1) La razionalità claudicante e strumentaledi questa famiglia di teorie produce una molteplicità di soluzioni immaginarie e mutuamente contraddittorie. Questo significa che questi ‘complottismi’ creano un terreno completamente sterile per ogni iniziativa politica che si voglia costruttiva. Venendo meno la capacità di analisi della realtà, che è asservita ad un fine predeterminato, queste interpretazioni condividono solo un meccanismo psicologico comune che le può rendere simpatetiche le une con le altre, ma creano anche divergenze insolubili nella lettura delle cause, e dunque anche delle soluzioni.
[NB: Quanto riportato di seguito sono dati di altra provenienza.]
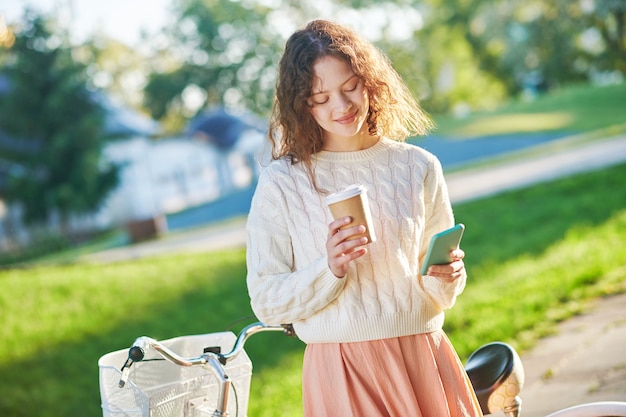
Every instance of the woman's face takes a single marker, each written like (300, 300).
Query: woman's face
(339, 104)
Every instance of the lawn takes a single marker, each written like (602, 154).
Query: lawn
(534, 256)
(575, 109)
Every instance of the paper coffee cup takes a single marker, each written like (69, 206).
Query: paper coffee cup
(352, 201)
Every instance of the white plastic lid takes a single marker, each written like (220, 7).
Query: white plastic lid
(348, 192)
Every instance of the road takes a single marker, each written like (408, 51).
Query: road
(547, 162)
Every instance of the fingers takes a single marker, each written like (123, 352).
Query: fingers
(448, 272)
(342, 245)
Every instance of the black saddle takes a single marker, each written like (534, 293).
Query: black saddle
(488, 368)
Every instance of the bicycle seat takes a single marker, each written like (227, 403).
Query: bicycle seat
(497, 376)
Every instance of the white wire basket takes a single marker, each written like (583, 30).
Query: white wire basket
(158, 388)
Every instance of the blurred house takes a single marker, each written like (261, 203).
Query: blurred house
(214, 157)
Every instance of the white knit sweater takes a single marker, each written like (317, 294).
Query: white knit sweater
(382, 295)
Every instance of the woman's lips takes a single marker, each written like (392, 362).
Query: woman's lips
(347, 119)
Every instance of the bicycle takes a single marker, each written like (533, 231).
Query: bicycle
(161, 378)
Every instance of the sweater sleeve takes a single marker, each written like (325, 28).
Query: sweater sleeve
(439, 217)
(279, 294)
2) L’unico oggetto comune di odio finisce per essere l’erogatore prossimo di regole e divieti, dunque lo Stato. Lo Stato viene perciò percepito, secondo la chiave di lettura consolidata dal cinquantennio neoliberale, come un organismo estraneo, ostile, che cerca per natura di opprimere gli individui. Emerge così un anarcoindividualismo di fondo che, curiosamente, si presenta con pari frequenza nei liberisti-libertari tradizionali e in molti sedicenti ‘sovranisti’, di cui si rivela come movente fondamentale l’avversione alle istituzioni. Si separano qui le strade tra chi nutre l’appello alla sovranità di senso dello Stato e dell’interesse collettivo e chi lo nutre di semplice avversione alle istituzioni e ai loro vincoli. L’apparente comunanza è rappresentata dal fatto che l’Unione Europea è sia un’istituzione che ci vincola, sia un impedimento a coltivare l’interesse pubblico e il senso dello Stato. Ma le due motivazioni sono fondamentalmente divergenti. Per chi è mosso da avversione alle istituzioni e ai loro vincoli l’UE può essere facilmente sostituita come oggetto d’odio dallo Stato, o da qualunque altra istituzione sovraindividuale.
3) Nell’immediato, l’atteggiamento complottista nutre e giustifica comportamenti trascurati e indisciplinati, che si presentano come ‘violazioni giustificate’ se non addirittura nobilitate come ‘disobbedienza civile’ (un po’ come la ‘disobbedienza civile’ degli evasori fiscali). Questo atteggiamento contrasta con ogni idea di ‘compattarsi’ di fronte a un problema, di ‘fare squadra’ (idea che l’anarcoindividualismo di fondo recepisce come intrinsecamente inquietante). L’adozione di comportamenti irresponsabili è il corollario naturale di questo atteggiamento, che dunque crea le premesse per arrecare danni alla collettività – danni che il complottista poi prontamente ascriverà al fallimento dello Stato.